グリーンが仲間達を見捨てて資源や女を手に入れて国に献上し手柄を独り占めにした事。
船の中で殺虫粉を使い処分したはずの蟻が生き残っていて、国に蟻を運んでしまった事。
話が王や貴族達の耳に届き怒りに震えて、グリーンを逮捕するために罠を仕掛けた。
グリーンを普通に逮捕しようとすれば、金や権力で何をしでかすか分からないため、パーティで逮捕しそのまま何も発言も権力も使わせないように牢に入れ拷問した後に処刑しようとしていた。
だが、グリーンは既にこのパーティには何かあると気づいていた。
「そろそろ潮時か…」
グリーンは朝食を切り上げ部屋に戻ると使用人を呼び出した。服を着させ屋敷の外には大きな荷物が入るように改造された馬車が用意されていた。
「あの、グリーン様? あの馬車は一体?」
城にいくなら大荷物を入れる馬車は馬の脚を遅くするだけなのに、あれではまるで遠出をするみたいだと執事が思っていると
「それでは、後の事はまかせた」
散々コキ使ってきた執事に短く伝え、グリーンの乗る場所は走り出す。
グリーンの乗せた馬車は城へは行かず、国外へ通じる道へ進んだ。
馬車の荷物入れには国に献上せず自分の懐に入れていた、あの島で手に入れた鉱石やこれから先暮らしていくための厚手の服に短銃や殺虫粉などが入っていた。
グリーンは悪運が強くこれまで何度も危機を乗り越えて来た。
小島でもレッドとブルーが互いに小競り合いをしている時にグリーンだけ大船にいた。
虫が嫌いで殺虫粉を振り撒いて大船で過ごしていたら自分だけ助かり手柄を独り占めにすることができグリーン自身は悪運でなく幸運の神が付いていると思っていた。
「あの口の軽い馬鹿どもが…」
せっかく嘘の報告書を出して助けてあげたのに手下達が島での出来事を口外してしまったせいで、自分に対しての風当たりが強くなり逃亡計画を立てる羽目になった。

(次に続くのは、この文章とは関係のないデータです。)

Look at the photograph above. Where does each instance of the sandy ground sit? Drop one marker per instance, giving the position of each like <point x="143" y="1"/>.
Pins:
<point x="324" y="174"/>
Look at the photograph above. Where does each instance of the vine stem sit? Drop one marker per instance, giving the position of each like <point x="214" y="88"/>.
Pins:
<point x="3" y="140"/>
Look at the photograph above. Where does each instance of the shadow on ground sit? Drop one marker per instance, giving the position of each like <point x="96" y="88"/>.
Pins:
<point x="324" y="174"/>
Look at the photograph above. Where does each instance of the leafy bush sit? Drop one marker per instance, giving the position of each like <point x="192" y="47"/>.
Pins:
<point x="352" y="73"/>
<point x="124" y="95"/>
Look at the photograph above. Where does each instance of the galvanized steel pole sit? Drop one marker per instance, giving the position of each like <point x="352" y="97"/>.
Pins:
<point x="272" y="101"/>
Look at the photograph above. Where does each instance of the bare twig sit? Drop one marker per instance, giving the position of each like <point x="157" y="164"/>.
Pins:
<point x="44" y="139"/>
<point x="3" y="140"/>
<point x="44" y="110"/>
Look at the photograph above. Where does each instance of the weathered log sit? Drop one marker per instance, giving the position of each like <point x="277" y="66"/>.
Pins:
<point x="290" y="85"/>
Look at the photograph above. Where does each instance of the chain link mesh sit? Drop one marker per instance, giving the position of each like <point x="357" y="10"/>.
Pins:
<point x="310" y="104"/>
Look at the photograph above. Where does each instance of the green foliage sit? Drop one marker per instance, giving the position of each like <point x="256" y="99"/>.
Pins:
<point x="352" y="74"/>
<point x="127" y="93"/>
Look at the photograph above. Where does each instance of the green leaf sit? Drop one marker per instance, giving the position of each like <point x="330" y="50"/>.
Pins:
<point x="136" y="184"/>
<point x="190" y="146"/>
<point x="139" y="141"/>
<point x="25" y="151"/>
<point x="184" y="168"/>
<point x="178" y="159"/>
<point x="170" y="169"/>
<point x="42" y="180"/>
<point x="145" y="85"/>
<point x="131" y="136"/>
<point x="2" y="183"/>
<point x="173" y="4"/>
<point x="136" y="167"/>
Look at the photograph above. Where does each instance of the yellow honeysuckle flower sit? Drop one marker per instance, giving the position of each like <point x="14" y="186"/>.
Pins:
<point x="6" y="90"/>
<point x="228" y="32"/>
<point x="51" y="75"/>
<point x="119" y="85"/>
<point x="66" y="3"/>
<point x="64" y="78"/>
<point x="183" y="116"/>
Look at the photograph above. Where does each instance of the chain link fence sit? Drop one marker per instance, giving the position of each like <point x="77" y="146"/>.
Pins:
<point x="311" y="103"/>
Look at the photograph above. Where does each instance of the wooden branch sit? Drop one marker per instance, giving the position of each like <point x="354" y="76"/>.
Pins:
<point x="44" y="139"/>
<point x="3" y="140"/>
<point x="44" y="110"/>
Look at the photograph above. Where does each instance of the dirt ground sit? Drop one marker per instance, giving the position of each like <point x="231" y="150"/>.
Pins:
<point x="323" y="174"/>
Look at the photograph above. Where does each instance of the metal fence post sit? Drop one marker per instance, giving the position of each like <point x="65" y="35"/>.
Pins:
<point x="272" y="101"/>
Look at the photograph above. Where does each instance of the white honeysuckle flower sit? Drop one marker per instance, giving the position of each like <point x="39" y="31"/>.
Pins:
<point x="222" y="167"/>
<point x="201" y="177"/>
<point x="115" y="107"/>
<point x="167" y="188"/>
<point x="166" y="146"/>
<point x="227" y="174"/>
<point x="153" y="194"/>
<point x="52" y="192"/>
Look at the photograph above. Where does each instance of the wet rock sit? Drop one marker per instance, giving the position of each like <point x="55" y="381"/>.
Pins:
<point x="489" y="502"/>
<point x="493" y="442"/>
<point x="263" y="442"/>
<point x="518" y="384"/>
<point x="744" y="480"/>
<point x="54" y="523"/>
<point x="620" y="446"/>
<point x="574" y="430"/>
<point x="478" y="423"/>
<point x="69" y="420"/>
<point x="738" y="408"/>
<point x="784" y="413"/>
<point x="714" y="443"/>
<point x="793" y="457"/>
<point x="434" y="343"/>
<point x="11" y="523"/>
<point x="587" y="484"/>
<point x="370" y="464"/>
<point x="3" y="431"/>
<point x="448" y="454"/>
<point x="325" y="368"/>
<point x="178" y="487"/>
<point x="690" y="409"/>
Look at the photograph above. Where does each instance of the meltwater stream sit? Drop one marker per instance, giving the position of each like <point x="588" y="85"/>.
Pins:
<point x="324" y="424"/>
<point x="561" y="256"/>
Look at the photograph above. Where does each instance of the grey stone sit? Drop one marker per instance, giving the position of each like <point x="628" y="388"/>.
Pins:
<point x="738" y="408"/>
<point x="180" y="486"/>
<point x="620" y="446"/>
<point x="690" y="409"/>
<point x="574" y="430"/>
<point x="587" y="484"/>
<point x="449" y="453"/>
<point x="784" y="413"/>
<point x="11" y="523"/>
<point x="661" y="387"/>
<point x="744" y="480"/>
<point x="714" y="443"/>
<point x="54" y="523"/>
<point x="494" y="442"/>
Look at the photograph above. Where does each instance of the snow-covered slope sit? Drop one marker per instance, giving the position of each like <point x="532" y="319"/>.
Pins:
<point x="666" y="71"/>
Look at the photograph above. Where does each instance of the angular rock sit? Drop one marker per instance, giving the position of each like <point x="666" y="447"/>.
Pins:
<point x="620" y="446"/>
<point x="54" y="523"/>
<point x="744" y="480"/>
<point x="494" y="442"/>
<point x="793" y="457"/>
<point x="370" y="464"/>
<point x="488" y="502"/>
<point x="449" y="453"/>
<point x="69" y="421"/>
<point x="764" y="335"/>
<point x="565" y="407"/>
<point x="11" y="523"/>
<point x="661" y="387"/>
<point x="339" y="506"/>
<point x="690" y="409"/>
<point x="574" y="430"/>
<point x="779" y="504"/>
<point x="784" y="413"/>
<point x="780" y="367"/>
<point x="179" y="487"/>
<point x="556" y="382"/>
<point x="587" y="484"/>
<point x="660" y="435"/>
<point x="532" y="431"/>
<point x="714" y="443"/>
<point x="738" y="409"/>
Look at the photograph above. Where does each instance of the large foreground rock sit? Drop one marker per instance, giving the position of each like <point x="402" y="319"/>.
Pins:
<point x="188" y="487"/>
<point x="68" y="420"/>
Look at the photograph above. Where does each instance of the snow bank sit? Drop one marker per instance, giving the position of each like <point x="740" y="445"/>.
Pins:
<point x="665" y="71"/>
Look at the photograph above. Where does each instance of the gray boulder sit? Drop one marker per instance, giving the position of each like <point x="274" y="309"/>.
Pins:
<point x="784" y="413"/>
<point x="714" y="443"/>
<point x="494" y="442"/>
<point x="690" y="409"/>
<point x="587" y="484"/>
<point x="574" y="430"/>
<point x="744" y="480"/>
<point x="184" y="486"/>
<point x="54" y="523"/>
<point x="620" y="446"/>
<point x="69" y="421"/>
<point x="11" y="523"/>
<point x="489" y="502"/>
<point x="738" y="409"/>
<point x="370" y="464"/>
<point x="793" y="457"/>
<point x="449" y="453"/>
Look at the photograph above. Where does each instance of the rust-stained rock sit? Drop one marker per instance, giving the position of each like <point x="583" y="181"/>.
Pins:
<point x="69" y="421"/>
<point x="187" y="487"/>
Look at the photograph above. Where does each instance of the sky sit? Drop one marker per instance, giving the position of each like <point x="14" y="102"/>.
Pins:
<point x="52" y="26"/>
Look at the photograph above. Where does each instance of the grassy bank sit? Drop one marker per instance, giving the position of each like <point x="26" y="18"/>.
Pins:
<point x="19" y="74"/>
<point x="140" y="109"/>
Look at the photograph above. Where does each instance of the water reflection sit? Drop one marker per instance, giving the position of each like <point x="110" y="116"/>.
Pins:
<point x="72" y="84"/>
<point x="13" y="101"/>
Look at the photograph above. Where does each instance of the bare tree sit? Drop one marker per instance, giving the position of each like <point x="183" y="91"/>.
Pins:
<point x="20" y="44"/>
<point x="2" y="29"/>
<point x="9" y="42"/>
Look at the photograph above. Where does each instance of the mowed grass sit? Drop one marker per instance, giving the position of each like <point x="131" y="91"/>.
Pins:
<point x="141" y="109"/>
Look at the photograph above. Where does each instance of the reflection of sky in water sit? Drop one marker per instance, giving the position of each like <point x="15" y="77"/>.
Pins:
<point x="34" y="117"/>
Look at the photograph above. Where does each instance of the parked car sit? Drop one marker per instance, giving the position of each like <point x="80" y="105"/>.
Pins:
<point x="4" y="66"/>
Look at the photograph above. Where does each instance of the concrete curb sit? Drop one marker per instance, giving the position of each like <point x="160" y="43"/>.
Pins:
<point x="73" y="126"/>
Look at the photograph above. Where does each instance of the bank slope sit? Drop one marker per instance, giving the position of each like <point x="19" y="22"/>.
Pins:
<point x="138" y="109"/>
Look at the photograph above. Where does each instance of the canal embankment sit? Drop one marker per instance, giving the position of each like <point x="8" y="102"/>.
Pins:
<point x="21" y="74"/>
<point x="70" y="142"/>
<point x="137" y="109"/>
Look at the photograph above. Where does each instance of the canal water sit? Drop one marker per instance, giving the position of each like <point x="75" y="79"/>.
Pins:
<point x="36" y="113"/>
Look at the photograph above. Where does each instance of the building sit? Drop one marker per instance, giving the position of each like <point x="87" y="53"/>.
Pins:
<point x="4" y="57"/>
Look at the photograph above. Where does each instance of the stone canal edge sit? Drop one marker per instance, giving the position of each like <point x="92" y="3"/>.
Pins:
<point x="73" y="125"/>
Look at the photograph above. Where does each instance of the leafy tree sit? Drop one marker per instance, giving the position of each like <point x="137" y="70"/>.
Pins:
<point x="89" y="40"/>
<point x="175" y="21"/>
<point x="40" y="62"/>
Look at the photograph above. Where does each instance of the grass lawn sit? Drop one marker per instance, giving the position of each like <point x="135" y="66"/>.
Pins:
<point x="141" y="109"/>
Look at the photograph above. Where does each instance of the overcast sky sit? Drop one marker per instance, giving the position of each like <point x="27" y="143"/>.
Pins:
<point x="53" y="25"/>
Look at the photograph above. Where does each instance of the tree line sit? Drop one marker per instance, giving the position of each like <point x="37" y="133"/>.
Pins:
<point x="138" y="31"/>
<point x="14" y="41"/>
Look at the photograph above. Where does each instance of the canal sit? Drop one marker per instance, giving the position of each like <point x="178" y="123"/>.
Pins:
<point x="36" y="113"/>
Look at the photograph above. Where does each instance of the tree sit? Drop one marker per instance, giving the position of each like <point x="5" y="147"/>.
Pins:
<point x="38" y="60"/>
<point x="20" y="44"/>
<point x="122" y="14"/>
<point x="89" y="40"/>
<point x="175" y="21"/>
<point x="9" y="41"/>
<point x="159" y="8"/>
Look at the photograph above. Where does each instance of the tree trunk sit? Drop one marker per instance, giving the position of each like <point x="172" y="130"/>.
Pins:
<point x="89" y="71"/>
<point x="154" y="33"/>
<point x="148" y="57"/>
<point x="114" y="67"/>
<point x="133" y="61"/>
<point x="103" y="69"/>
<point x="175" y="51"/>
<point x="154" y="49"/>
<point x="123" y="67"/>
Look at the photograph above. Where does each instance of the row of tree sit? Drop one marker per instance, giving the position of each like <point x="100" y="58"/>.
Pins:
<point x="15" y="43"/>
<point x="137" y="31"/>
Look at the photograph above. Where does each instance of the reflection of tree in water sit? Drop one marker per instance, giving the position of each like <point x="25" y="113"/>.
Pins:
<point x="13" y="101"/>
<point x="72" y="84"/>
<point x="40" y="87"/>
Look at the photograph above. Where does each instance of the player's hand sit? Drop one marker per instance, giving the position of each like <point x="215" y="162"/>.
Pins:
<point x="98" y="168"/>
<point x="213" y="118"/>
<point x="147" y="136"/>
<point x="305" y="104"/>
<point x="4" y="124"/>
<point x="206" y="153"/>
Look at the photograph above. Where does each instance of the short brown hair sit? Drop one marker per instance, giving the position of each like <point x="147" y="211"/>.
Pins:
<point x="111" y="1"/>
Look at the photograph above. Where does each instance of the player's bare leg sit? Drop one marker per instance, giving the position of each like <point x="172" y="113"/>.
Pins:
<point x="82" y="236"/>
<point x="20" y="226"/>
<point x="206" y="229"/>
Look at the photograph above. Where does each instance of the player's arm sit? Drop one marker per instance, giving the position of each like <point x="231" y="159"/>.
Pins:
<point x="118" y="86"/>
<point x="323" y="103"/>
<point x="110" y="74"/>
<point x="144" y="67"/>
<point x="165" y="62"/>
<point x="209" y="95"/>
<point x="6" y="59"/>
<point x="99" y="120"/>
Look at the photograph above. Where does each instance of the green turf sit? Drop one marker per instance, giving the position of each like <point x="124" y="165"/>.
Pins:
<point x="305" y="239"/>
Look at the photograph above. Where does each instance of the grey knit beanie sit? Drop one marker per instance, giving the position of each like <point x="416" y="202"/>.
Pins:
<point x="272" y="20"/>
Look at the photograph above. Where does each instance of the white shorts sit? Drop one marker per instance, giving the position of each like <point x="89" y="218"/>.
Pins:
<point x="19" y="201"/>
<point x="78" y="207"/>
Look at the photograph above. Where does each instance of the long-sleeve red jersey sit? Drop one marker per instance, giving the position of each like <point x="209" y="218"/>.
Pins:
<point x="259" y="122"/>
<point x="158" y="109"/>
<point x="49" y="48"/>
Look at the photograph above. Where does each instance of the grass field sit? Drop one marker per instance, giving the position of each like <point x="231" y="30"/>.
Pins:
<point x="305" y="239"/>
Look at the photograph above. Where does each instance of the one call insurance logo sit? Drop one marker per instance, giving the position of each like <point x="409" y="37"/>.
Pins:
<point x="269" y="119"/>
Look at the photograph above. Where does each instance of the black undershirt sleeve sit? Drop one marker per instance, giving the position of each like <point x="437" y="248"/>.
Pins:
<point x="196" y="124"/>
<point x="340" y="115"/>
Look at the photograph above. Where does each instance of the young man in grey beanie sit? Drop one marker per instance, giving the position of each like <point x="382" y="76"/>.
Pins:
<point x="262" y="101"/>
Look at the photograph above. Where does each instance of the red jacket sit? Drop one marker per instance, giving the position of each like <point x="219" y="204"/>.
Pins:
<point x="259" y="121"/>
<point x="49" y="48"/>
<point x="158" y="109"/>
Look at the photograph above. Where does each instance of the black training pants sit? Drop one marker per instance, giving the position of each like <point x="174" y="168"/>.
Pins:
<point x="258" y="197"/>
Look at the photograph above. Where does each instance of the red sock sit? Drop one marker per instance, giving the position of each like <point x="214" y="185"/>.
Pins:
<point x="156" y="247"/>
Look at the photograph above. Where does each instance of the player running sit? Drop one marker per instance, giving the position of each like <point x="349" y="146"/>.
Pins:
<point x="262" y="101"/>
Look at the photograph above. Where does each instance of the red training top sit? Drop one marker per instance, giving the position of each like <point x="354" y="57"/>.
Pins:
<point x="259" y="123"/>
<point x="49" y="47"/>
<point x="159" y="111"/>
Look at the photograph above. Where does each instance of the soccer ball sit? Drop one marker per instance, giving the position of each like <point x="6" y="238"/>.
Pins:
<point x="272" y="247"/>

「さぁて、こんな蟻だらけの国なんておさばらだ。せいぜい蟻どもの餌にでもなってろ馬鹿ども」
国外へ通じる道の関所の者は皆、金で買収しており誰かに襲われる心配はない。それに大量に買い込んだ殺虫粉は自分の体と馬車にまぶしており蟻対策も完璧だった。
既に逃亡先の国で屋敷を購入しており、殺虫粉の高額転売や偽物を売却して手に入れた大金で住処を確保していた。
この国は蟻のせいであらゆる業界が被害を受け国の経済も傾いている。このままいけば国民の怒りが爆発し貴族や王を倒せと革命が起きるだろうとグリーンは予測していた。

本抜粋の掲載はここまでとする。